The French horn is derived from exactly the same principle as the hunting-horn, it is a simple tube coiled around itself, and is not qualified to give out naturally, under the effort of the human breath, modified by the pressure of the lips, more than a very restricted number of tones,* which are therefore called natural tones, and which resound with brilliance. To obtain intercalary tones, the horn-player introduces his right hand into the bell of the instrument, obstructing the orifice to a greater or lesser degree, with infinite precautions ; by this artifice, he modifies, by obstructing them, the vibrations of the air contained in the tube, which results in some new tones which have received the name of stopped notes, and which have not at all the same timbre as the first. In the same proportion as the natural tones are vigor-oils and brilliant, the others are veiled, uncertain, timid, and, so to speak, far away. From this lack of homogeneity, which seems A priori a capital defect, the old composers (I speak here particularly of those belonging to that beautiful period between Beethoven and Mendelssohn) and their interpreters managed to obtain tones of exquisite charm. The transition of an open tone to a stopped tone or vice-versa, far from being incongruous notwithstanding its difficulty and the awkwardness that results from it, perhaps even on that very account, is simply strange, with an essentially sympathetic strangeness that gives to a phrase sung by the horn an emotional character that is entirely individual. But the stopped notes can be produced only under certain conditions, preceded or followed by open tones, and also without too much precipitation; and for this reason they demand as much art on the part of the composer who calls for them as skilfulness and dexterity from the executant.

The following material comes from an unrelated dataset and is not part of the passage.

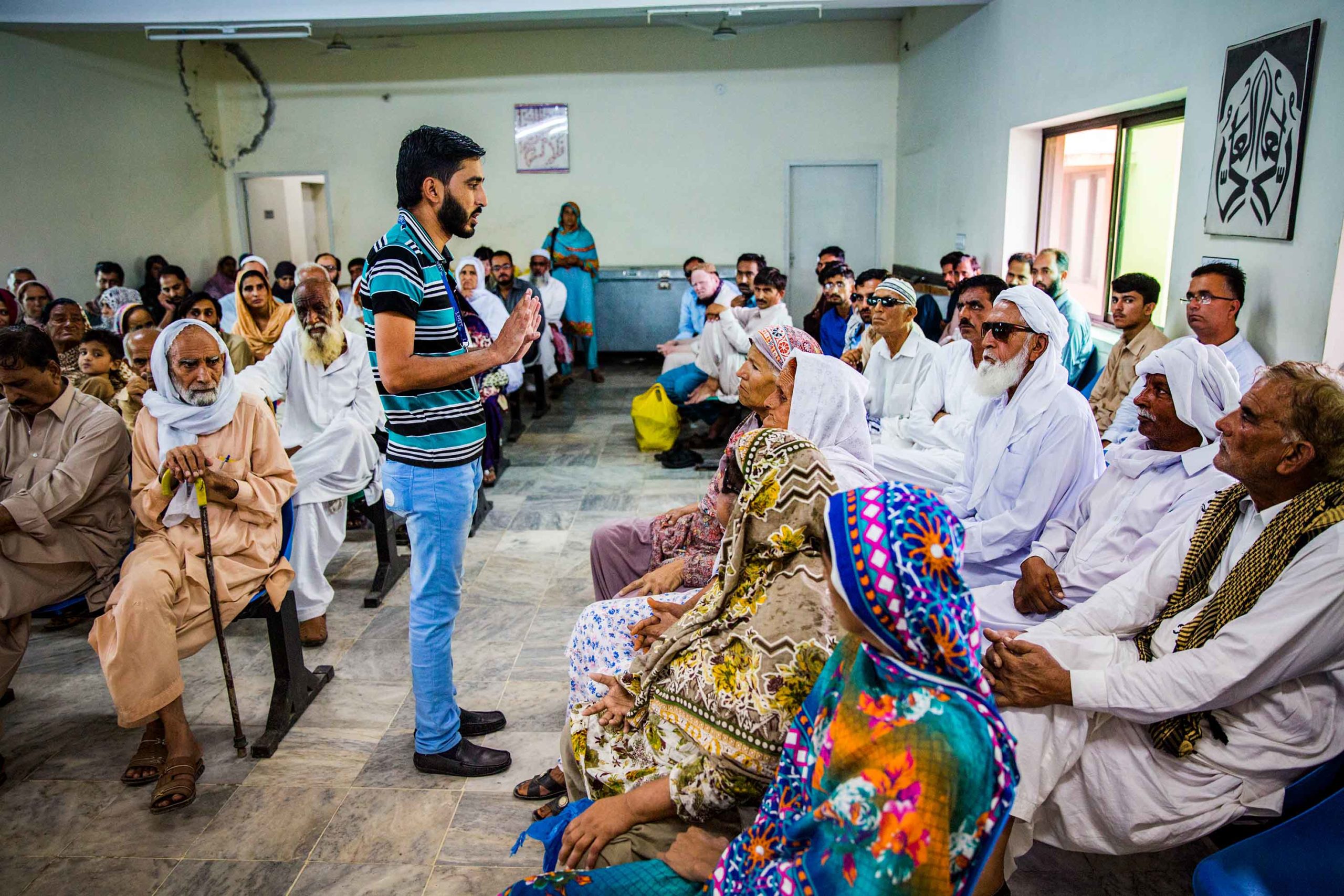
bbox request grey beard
[976,345,1027,398]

Let us pass on to the valve horn. Thanks to a very ingenious mechanical system, analogous to that of the cornet, which lengthens or shortens at will the circuit of air in the tube, it can produce with equal facility all the tones of the chromatic scale (which is the reason it is also called the chromatic horn), and all in the same timbre, which is very nearly that of the open tones of the ordinary horn. Hence, the composer finds it easy to employ, in the most rapid modulations and use every note without having to take any precautions ; hence also the performer gains a security which was unknown in the case of the old instrument, besides the faculty of being able to undertake rapid passages of all kinds. But on the other hand, the mysterious and veiled tones of the stopped horn are sacrificed. We might indeed pro-duce stopped tones on the chromatic horn by the same artifice as in the simple horn, by inserting the hand into the bell, but as it is far easier to produce the same notes by means of the valves, this is scarcely ever done. Let us add that whenever it is done, the tones, owing to some reason connected with the construction of the instrument, do not possess the same poetical character and the same fascination as those produced on the simple horn.

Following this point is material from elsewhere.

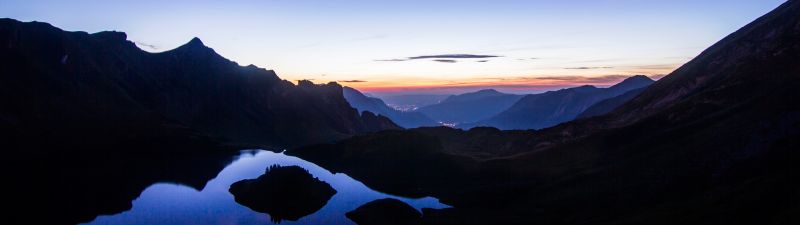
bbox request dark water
[82,150,447,225]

Now that the two instruments are known with their qualities and defects, we can easily conceive that a clever horn-player should be able to play both alternately, according to circumstances.
Moreover, this double study does not entail any complication. A beginning must always be made with the simple horn, and a good embouchure on it acquired, as well as a frank and beautiful sonority, at once vigorous and unctuous, afterwards proceeding to the stopped tones.

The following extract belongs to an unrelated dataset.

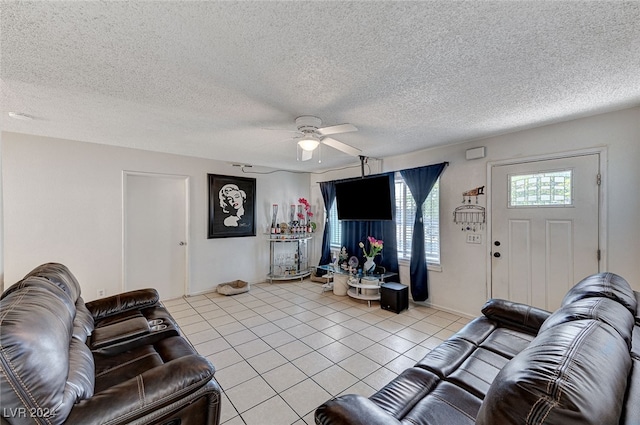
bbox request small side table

Next we shall pass to the valve horn, which will seem relatively easy ; and finally, we shall be able to play first on one and then on the other, and possess equal command of each.
Work may be begun on this beautiful instrument at the age of fourteen or fifteen, if the chest is strong enough; but it may also be undertaken much later, it really does not matter much at what age, without very marked inconvenience.
The time of daily study should be divided into periods of half an hour at first, and an hour at most after having become sufficiently accustomed to it. Eight sittings of half an hour each make the best arrangement, always taking care to shorten or cut out a few when any symptoms of fatigue appear, as we have already established in a general way.